Bob Robins walks through the gallery at the Hippodrome — pointing up at the new light fixtures and gesturing to the fresh paint on the walls. He worked on many of the changes himself and oversaw the work of contractors who contributed the rest.
“I did that for the first four months of COVID,” Robins said.
The production and facility manager and lighting designer for the theater proudly sports a hat from “Bat Boy,” a musical last performed at the Hippodrome in 2002. He’s worked there for nearly 36 years (with one short absence). Robins is eager to show visitors around the building and to boast about the beauty of what he and his co-workers affectionately call “The Hipp.”
As one of a small handful of staff members left after Covid-19-related layoffs, Robins was happy to do what he could to keep the lights on at the 48-year-old theater during the lockdown.
“So many theaters I know of, they just shut it all down,” he said. “We got down to about six people, but we were able to stay on payroll the whole time. A lot of times it was only 10 hours a week, but it was something.”
Founded by a group of artists in 1973, The Hippodrome is a staple in downtown Gainesville. Once a U.S. federal building and post office, much of its history is still alive in the building itself. From its repurposed leather courtroom doors to one of the oldest working elevators in the state, the iconic local landmark tells a story separate from the ones seen on stage.
The business was a recipient of the Wild Spaces and Public Places surtax from the City of Gainesville, which allowed for the renovations of the lobbies, art gallery and other parts of the building.
Stage Manager Amber Wilkerson was another employee who was able to use some of the time during the lockdown.
“We did a couple of recorded events that we streamed,” she said, “so we were able to work for a couple of weeks, film something, and then we’d go back to being unemployed… kind of just waiting around until we got word that we could do something else.”
Wilkerson also tackled a side project she’d been wanting to get to — organizing the contents of a 1910 walk-in vault near her office that was full of Hippodrome history.

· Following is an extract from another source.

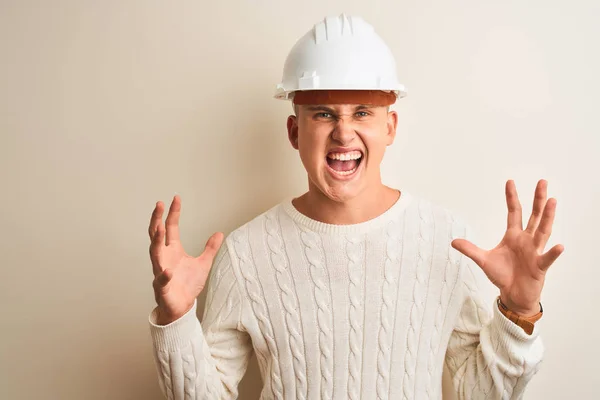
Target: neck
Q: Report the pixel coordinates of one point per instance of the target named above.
(364, 207)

There’s a stack of posters from shows passed, endless paperwork — even a collection of slides meant to play on an outdated projector. Now, they’re all neatly collected. Some of the art is lovingly displayed in the newly renovated galleries.
“It’s driven me crazy for years. I was like, ‘this is going to be my legacy. I’m going to organize this vault,’” she said, laughing. “I had the time.”

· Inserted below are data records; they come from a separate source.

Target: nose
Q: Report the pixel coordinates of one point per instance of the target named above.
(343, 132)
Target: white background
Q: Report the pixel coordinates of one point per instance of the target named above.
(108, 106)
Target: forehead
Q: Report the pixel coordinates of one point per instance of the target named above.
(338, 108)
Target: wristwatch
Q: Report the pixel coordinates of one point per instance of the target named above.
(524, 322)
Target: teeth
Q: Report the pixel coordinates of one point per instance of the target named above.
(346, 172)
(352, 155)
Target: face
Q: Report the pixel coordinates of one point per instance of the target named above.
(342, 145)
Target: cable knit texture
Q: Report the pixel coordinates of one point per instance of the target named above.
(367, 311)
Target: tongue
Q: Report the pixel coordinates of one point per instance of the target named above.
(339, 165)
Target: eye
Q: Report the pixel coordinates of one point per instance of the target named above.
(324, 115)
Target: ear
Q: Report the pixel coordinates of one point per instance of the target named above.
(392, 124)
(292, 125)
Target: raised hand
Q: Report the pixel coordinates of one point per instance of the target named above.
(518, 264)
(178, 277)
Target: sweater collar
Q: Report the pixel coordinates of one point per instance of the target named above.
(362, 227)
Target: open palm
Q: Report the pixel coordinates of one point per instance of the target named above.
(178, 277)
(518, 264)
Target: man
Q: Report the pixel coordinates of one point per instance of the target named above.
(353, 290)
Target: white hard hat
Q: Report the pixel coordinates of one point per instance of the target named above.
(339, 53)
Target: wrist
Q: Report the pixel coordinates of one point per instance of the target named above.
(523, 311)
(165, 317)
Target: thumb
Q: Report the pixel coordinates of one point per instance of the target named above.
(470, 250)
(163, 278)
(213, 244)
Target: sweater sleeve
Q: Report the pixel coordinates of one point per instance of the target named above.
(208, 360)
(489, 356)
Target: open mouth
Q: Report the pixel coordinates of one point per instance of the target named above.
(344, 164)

Now back with live performances, both the theater and its workers are refreshed and ready to welcome a (masked and socially distanced) audience. But staff members weren’t the only ones affected. Performer Paul Helm said he gained perspective on how much he loves his job after being without it for a while.

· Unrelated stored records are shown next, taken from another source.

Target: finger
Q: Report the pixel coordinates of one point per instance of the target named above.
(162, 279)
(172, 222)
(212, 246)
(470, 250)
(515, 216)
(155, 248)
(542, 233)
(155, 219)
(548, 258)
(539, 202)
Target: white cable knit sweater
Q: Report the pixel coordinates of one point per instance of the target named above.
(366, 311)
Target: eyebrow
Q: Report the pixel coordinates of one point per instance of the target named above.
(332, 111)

“To have this employment again and be able to create art and make people laugh… it’s something that… I’m never going to take for granted again,” he said.
In his first performance at the Hipp, Helm is playing Marcus Moscowicz in the theater’s production of “Murder for Two,” which started showing in September. His character is a “budding police officer, wannabe detective,” according to Helm.
Although Moscowicz is one of many characters in the play, Helm is one of only two people on stage. Together, the two actors play a total of 13 characters.
Wease said he is also grateful to be back doing what he loves.
“We are some of the few people that are still able to work right now,” he said. “I’m just lucky to be performing. I look at every performance and rehearsal as a gift.”
This season is Wease’s second time back at the Hipp.
“Coming back to do this at a place that I love, that has had me before, it’s been wonderful.”
With the pandemic still affecting the country, the theater has adjusted to accommodate both patrons and Covid-19 guidelines (as set by the International Alliance of Theatrical Stage Employees). The Hippodrome requires masks for audience members, and Wilkerson said it plans to keep casts as small as possible this season. Audience members sit between “safety seats,” which are empty seats in the theater marked off to allow for proper social distancing.
Box Office Manager Anna Verney creates a custom map for each performance, shifting patrons around according to how many tickets have been sold. The House Manager for the night then uses the maps to shift the “safety seat” signs as needed so the audience can safely enjoy the show.
“I know people have missed it,” Wease said. “Theater is a magical getaway — especially this show. We’re not doing some heavy, thought-provoking piece, but you can come here and have a blast… Have a silly laugh and just escape the outside world for a little bit.”
“Murder for Two” is playing at The Hippodrome as part of its mainstage season until Oct. 3. It’s a “zany, funny, farcical whodunit,” according to Robins, where everyone is a suspect in the murder of Great American Novelist Arthur Whitney.
“Artists are dying — pardon the pun — to share our stories and collaborate with the audience, for everybody to have a community experience,” Robins said. “That’s what the theater is all about.”